I'm 4 months analogue free and haven't had a single one. I get a lot of interest from smokers about my e-cig set-up and obviously they're interested in giving up. But when you've been an ex-smoker for so long, I think it's easy to forget what it felt like to be a smoker - that desperation to quit, but that hideous addiction that kept you coming back. That constant cycle of failure. I think it's easy to be scared to give up smoking and switching to vaping, scared that you might fail and relapse.
Healthcare professionals are taught about addiction and abstinence using the 5 stages of motivation model 1) Precontemplation 2) Contemplation 3) Preparation 4) Action 5) Maintenance (or relapse)
99% of smokers will be somewhere on that. It's rare to meet a smoker who has accepted their fate and said "hey it's gonna take 15-20 years off my life and wreck my quality of life, I won't see my grandkids grow up but I'm ok with that". What's more common is, "I definitely plan on quitting in the future" - that's a 1. "I know I need to quit and will do so in the near future" is probably a 2. Looking at vapes online and educating yourself and getting set up is 2,3 and 4. A lot of us are at 5 - way to go guys!
I remember cycling through this, going from "hmm I need to quit eventually" to actually considering it, finishing my last cigarette or setting a quit day, and going cold turkey. Longest stint I managed was 75 days.
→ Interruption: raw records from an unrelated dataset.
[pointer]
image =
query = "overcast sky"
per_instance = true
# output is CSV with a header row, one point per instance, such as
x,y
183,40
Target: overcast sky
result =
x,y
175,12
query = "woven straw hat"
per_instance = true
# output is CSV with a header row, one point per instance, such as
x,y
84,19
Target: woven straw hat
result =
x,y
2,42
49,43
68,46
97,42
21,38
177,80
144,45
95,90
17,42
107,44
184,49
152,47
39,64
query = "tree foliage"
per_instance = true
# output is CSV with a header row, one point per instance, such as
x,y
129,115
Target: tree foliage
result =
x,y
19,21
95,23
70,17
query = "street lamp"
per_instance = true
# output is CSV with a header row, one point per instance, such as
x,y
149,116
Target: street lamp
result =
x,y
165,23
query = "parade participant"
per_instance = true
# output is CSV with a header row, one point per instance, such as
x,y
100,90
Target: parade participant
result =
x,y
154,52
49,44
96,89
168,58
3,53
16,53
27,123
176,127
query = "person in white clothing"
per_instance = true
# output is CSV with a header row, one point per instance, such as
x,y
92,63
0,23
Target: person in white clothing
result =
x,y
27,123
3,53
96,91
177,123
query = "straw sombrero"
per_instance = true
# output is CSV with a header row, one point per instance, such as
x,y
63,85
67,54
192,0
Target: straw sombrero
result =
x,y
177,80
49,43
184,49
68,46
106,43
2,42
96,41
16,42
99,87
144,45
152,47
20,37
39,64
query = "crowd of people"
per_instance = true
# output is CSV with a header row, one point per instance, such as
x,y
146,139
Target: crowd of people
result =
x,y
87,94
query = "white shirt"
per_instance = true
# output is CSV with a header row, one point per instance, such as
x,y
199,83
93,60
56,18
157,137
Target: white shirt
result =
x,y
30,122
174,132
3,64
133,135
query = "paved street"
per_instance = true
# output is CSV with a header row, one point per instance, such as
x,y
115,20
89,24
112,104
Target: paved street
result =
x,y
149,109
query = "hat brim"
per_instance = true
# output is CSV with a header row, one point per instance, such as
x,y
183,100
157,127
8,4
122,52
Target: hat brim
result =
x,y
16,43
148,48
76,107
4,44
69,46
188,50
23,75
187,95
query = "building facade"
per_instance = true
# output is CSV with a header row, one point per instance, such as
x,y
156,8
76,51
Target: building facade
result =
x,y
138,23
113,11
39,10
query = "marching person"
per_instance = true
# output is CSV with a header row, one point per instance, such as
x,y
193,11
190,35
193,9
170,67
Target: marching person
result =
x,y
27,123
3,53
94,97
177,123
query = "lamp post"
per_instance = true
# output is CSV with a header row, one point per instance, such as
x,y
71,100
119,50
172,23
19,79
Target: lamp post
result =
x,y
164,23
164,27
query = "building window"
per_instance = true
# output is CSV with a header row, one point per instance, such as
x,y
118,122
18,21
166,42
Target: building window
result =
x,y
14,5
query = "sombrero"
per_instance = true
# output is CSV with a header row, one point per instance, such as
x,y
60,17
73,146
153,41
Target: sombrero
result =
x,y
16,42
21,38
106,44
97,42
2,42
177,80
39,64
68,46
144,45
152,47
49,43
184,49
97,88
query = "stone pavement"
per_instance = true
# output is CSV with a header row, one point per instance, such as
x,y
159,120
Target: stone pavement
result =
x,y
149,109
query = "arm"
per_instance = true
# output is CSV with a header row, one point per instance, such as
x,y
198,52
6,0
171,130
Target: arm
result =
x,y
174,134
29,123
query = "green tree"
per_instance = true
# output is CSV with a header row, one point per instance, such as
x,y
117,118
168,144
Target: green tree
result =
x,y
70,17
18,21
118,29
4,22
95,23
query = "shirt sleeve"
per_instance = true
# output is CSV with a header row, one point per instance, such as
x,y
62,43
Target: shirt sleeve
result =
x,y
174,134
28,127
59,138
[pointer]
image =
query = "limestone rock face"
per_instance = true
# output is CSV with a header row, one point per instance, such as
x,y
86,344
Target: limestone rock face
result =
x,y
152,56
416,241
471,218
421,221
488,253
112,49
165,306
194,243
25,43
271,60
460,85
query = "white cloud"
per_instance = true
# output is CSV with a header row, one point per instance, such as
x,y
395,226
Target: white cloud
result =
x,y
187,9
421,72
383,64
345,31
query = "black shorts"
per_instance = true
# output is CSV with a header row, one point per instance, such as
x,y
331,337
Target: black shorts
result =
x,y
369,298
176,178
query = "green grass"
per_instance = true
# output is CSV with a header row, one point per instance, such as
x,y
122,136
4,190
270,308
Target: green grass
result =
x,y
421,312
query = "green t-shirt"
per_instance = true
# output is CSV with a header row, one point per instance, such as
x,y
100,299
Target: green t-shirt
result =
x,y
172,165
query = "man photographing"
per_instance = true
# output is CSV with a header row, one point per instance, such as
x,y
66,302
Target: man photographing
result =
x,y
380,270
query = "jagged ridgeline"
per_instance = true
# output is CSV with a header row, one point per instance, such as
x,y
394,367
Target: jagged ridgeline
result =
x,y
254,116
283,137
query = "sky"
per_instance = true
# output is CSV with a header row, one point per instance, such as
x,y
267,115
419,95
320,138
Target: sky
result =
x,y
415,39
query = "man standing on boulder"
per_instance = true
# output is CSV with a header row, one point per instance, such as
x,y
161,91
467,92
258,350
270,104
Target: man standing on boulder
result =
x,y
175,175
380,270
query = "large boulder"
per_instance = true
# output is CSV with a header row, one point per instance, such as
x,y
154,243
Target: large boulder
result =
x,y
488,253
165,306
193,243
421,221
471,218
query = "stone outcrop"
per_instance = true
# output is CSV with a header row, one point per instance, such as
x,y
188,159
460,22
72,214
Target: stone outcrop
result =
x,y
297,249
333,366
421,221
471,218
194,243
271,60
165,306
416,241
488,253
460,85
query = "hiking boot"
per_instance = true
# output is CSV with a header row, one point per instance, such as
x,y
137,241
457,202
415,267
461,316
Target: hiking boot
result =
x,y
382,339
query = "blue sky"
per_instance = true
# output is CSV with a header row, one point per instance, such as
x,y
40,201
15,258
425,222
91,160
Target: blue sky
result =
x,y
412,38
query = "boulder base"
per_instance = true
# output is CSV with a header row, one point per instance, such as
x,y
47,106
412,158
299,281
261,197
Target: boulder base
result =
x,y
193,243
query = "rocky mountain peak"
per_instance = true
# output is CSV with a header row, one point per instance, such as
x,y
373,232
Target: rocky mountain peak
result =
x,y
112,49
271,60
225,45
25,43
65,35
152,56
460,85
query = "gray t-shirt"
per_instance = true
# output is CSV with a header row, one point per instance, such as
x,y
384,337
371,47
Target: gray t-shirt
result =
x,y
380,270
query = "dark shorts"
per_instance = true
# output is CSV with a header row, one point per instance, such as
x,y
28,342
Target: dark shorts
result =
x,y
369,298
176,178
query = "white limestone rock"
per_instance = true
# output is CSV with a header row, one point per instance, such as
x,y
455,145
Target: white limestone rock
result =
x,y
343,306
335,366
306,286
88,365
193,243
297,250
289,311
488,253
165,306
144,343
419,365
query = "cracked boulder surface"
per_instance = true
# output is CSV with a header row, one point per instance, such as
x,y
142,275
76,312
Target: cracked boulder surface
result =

When taught about this model though, it is stressed that you?cannot change where someone is on the scale. You can't force someone to consider quitting smoking if they aren't ready. People will be ready in their own time, and when that time comes, help them out, give them options, support them and educate them! But if someone is really not ready to quit, then forcing them is going to be met with hostility, resistance and sometimes failure.
It's coming up on the New Year and quitting smoking is probably the commonest new years resolution - so lets help em out by respecting how ready people are to change, and helping them when they are ready.